Entenda porque é inaceitável o decreto de Caiado que abriu para a PGE o sigilo fiscal das empresas que devem ICMS: procuradores estaduais podem advogar e estaria aberta a captação de clientes
Há uma crise – séria – nos bastidores do governo do Estado, aberta pelo decreto 9.488/2019, assinado pelo governador Ronaldo Caiado, autorizando o compartilhamento da base de dados da Secretaria da Economia pela Procuradoria Geral do Estado, no que se refere às empresas que têm débitos de ICMS. A medida foi baixada no âmbito do Palácio das Esmeraldas, sem consulta à secretária Cristiane Schmidt, e ouriçou os auditores fiscais do Estado, que têm sérias restrições à distribuição dessas informações a outros setores da administração.
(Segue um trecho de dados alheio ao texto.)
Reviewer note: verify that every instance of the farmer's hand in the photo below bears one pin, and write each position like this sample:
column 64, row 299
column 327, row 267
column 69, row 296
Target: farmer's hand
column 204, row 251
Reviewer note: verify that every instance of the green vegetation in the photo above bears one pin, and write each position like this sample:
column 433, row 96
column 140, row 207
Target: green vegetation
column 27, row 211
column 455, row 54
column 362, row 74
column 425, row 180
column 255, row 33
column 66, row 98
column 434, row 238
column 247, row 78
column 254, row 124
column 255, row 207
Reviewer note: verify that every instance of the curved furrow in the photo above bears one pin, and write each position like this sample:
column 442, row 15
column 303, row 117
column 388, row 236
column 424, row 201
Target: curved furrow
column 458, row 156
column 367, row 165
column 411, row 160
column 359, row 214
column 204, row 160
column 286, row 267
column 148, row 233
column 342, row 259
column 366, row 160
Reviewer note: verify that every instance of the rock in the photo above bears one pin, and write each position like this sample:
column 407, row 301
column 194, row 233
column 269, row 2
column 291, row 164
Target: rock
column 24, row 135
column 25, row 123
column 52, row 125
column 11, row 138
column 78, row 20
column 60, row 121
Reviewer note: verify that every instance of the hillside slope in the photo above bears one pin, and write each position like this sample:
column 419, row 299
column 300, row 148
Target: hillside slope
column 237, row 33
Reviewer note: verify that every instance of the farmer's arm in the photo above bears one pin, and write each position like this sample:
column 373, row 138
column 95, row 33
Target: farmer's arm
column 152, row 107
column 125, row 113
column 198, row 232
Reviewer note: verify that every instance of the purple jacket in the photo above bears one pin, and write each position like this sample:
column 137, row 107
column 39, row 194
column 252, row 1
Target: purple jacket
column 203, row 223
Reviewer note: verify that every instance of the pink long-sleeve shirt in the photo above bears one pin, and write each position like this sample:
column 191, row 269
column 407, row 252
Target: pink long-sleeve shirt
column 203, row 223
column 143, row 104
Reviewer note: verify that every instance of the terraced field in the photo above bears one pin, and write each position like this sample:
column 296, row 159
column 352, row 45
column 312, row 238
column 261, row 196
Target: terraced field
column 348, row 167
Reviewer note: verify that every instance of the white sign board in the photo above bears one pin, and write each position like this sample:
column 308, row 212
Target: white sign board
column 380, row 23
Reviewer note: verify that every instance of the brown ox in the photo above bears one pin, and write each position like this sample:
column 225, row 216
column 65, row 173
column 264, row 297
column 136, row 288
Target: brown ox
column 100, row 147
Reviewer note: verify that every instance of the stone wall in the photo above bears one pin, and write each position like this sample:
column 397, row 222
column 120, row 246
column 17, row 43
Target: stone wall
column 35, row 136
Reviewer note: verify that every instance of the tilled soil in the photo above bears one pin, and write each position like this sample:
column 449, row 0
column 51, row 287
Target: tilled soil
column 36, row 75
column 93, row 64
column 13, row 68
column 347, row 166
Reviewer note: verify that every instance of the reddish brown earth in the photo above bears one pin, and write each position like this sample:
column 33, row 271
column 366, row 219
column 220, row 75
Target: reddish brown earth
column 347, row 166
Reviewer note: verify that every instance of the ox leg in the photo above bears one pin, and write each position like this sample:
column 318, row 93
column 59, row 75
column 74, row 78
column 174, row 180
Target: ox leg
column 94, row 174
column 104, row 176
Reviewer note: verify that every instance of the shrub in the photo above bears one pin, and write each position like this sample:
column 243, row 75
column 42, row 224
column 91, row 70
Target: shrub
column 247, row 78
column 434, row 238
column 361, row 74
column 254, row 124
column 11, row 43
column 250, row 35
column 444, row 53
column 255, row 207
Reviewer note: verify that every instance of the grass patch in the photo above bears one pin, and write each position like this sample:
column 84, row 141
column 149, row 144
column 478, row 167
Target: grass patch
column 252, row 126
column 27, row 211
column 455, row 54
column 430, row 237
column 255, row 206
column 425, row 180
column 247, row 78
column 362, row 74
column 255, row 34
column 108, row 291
A PGE, como se sabe, é uma espécie de mão do rei no governo Caiado. Sob influência da primeira-filha Anna Vitória, um dos seus procuradores, Anderson Máximo, assumiu a Secretaria da Casa Civil e a partir daí tentáculos foram esparramados por todas as secretarias e órgãos. A PGE manda de cabo a rabo na gestão, impondo uma visão jurídica ao andamento da administração e, claro, reservando para si todos os privilégios corporativos possíveis, como o aluguel milionário de uma sede, em um governo que gaba de economizar e fugir de gastos extravagantes, e, agora, com o decreto acesso indevido ao banco de dados da Secretaria da Economia.
E por que seria indevido? O Sindifisco, que defende com unhas e dentes não só os interesses dos seus associados fiscais e auditores estaduais, mas os da própria sobrevivência fiscal do governo, qualquer que seja, posicionou-se contra e isso não é pouca coisa. Diga-se o que quiser do sindicato, mas é o inequívoco o seu mérito de sempre atuar a favor das demandas da sociedade, também. E, ao se levantar contra o compartilhamento de informações com a PGE, mais uma vez está coberto de razão.
O que está errado com o decreto de Caiado? Fácil entender: os procuradores estaduais, em uma falha ética da legislação, não são impedidos de advogar. Vários têm escritórios estabelecidos em Goiânia e alguns são até tradicionais. Ao acessar a lista de devedores do ICMS, com todos os detalhes, seria teoricamente possível que utilizassem o conteúdo para captar clientes e abrir novas frentes de negócios de advocacia. É só uma hipótese? É. Mas absolutamente incompatível com a seriedade e a responsabilidade de qualquer governo, menos ainda com um que gosta de se apresentar, como é o caso de Caiado, como defensor da ética e da moralidade. O rol de inadimplência tributária da Secretaria da Economia, em resumo, vale ouro para quem tiver acesso a ele, suspeita, aliás, que vale também para os próprios membros dos quadros do Fisco Estadual – o que reafirma a importância da maior continência possível na sua divulgação.
O decreto de Caiado liberando o compartilhamento da lista de devedores do ICMS e seus detalhes para a PGE tem cheiro de ovo podre. Repita-se: nem sequer a secretária Cristiane Schmidt, como ela mesma declarou, foi ouvida. E Caiado, que como governador não tem pela transparência o mesmo apreço que tinha como deputado federal ou senador, nunca deu um pio explicando sobre o que fez… se é que sabe o que fez.